Photograph by George Clark, Meridian Star/AP
Wilderness Battlefield, Virginia
A weathered catalpa tree bears silent witness on Virginia's Wilderness Battlefield, where 28,000 soldiers died, were wounded, or went missing during the two-day Battle of the Wilderness in May 1864.
"It was one of the most significant and bloodiest engagements of the war, where Robert E. Lee and U.S. Grant faced off for the very first time," the National Trust's Barker said.
Today a new fight rages over Walmart's plans to build a 240,000-square-foot (22,300-square-meter) store on the battlefield in Orange County. The store, and the commercial sprawl it's likely to spawn, would greet visitors just outside the gates of Fredericksburg and Spotsylvania National Military Park, Barker stressed.
Orange County officials have approved the plan, but the nonprofit Friends of Wilderness Battlefield aims to block the development with a lawsuit. Opponents, including heritage groups, the National Park Service, and Virginia's governor, hope Walmart will choose another Orange County site.
Photograph by Rex Stucky, National Geographic
Industrial Arts Building, Nebraska
Lincoln, Nebraska's massive brick Industrial Arts Building was built as an exposition hall in 1913 to showcase agricultural products at the Nebraska state fairgrounds.
In the post-World War I era (pictured), the Lincoln Standard Aircraft Company used the building to assemble airplanes—including the one in which a young Charles Lindbergh trained to become a pilot.
Shuttered in 2004, the iconic building is now scheduled to meet the wrecking ball. The current owner, the University of Nebraska, plans to redevelop the former fairground site.
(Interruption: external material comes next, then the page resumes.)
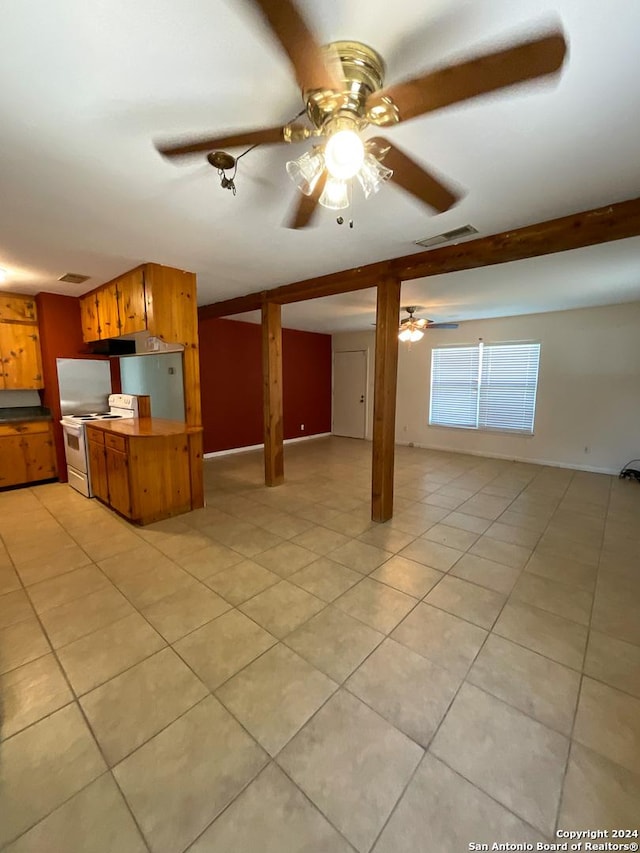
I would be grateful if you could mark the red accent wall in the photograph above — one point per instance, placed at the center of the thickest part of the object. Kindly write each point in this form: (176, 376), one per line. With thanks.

Photograph courtesy Nebraska State Historical Society
Merritt Parkway, Connecticut
The Merritt Parkway begins in Greenwich, Connecticut, at the New York State border and runs for 37.5 miles (60 kilometers) along a route laid out 70 years ago to blend the natural landscape with a median strip and bucolic embankments.
The elegant design created one of the United States' iconic stretches of scenic highway, dotted with sculpted bridges and free of advertisements and trucks.
But the road's steward, the Connecticut Department of Transportation, is under pressure from growing traffic demands and inadequate funding. Neglected maintenance means many architectural and landscape features are falling apart.
The National Trust's Barker warns that traffic demands are moving the state to "realign roads, replace bridges, and redesign intersections—all at the cost of the parkway's unique character."